The nobleman whose name she had stained looked at her fixedly for some moments, then, signing to her to be seated again, he sunk into a chair opposite to her and said in firm, grave tones:
"Madame, although to do so does not seem quite indispensable, for I find you far calmer than you ought to be, I wish to confirm what I wrote to you last night. I do not come to reproach you, though you have spoiled my life; I do not come to make a scene, though the Russian law, like the French, gives me every right over you—even to kill you if I found you in the act of adultery—which it would not have been difficult for me to do, as you must know. That act of justice, according to the law, would be merely a pardonable crime. But have no fear. If for a moment, when the news of your misconduct came upon me yonder like a thunder-bolt, I thought of punishing you, it was because the memory of the past aroused my anger. Now, my heart and mind have grown calm again, I come to insist upon the only means of putting an end to the scandal of the life you are living."

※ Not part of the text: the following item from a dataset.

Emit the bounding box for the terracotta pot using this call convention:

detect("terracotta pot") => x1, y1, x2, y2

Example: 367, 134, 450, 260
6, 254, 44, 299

At these words, and not before, the princess raised her eyes. Up to then she had hidden her face in her hands, so as not to show the humiliation that her husband's tone made her feel.
Pierre Olsdorf went on:
"I am so sure of your submission that I will not attempt to point out the dangers you would run if you opposed my will in the least degree. After having Monsieur Paul Meyrin for your lover in Russia, you came to him here in Paris because you were enceinte by him."
At these words, so plain and precise, Lise Olsdorf could not master a movement of real affright. She perhaps would have attempted a denial, but the prince stopped her with a severe look and said:
"Don't try to deceive me. It would be an infamy added to a fault already so great. I speak as I do because I have not the shadow of a doubt; if I had it would be a frightful torture. I have compared one thing with another, I have grouped together facts which at the time seemed to me to have no importance, last summer at Pampeln, in my château so hospitably open. Besides, the little esteem that I yet feel for you would not let me suppose for a moment that, while bearing in your womb a legitimate child, you would leave the father of this child, in a state when the vilest creature has some shame, to give yourself to a lover."
Deeply affected, the adulterous wife again lowered her head.